While this approach is still under development, we are optimistic about its potential to significantly enhance the results of our earlier tooling efforts, leading to more precise and contextually-appropriate responses from the LLM in a variety of settings.
Conclusion
The integration of orchestration, tooling, and both alignment and grounding fine-tuning forms the foundation of trustworthy natural language interactions with large language models. Thanks to its existing capabilities and our ongoing research and development, Cogment emerges as a promising platform capable of fostering robust and reliable natural language interactions between humans and AI.
Trustworthy natural language interactions find practical applications across a broad range of industries, where dynamic decision-making and complex system adjustments may be crucial. For example, in manufacturing, a user might inquire about the implications of changing the parameters of a given machine to prepare maintenance or when is the best time to do a 2h maintenance window. This allows for predictive adjustments and proactive planning. In embedded software, such a system could help assess whether a program might exceed the hardware capabilities, and suggest modifications to avoid failures before testing on costly setup.

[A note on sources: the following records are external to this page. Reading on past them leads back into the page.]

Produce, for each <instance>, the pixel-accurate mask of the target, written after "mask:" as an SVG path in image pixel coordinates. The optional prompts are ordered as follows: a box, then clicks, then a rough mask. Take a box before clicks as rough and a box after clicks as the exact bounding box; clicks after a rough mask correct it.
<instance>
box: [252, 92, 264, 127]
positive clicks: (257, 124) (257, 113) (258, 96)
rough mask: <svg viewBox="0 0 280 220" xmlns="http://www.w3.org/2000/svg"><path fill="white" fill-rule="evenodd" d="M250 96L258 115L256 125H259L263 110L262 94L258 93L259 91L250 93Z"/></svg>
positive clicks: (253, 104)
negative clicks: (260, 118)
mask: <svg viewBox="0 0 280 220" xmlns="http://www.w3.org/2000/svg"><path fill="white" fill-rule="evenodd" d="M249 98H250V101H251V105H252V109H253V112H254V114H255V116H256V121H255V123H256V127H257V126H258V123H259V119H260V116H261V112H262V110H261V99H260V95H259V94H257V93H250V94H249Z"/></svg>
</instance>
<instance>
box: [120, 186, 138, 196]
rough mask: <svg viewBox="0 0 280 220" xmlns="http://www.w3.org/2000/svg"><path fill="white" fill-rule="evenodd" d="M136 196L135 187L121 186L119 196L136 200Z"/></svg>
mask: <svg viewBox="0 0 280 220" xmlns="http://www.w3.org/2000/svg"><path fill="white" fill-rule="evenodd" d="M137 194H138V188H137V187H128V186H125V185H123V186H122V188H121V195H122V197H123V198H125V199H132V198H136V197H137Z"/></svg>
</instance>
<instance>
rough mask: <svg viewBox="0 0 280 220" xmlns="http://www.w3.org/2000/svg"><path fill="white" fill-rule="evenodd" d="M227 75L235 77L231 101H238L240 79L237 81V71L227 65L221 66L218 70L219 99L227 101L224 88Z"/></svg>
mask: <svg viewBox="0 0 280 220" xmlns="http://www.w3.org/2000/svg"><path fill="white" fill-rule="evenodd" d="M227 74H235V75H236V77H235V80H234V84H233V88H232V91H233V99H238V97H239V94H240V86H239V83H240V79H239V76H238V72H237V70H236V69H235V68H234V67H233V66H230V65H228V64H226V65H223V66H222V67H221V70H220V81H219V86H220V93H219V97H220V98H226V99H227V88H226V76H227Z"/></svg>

Beyond these decision support use cases, such a system could enable providing additional guidance to AI agents performing a task, for example a robot on the field, or facilitate coordination between AI agents and human peers. The applications are numerous By harnessing natural language communication, we unlock new dimensions of interaction that are crucial for advanced human-AI collaboration, that is complementary to existing, structured, modalities of interaction. This approach not only makes AI more accessible and easier to integrate into complex workflows but also enhances the efficiency and effectiveness of these systems. Ultimately, the continual refinement of these interactions promises to not only meet but exceed the evolving needs of industries, paving the way for more efficient and human-centric tools.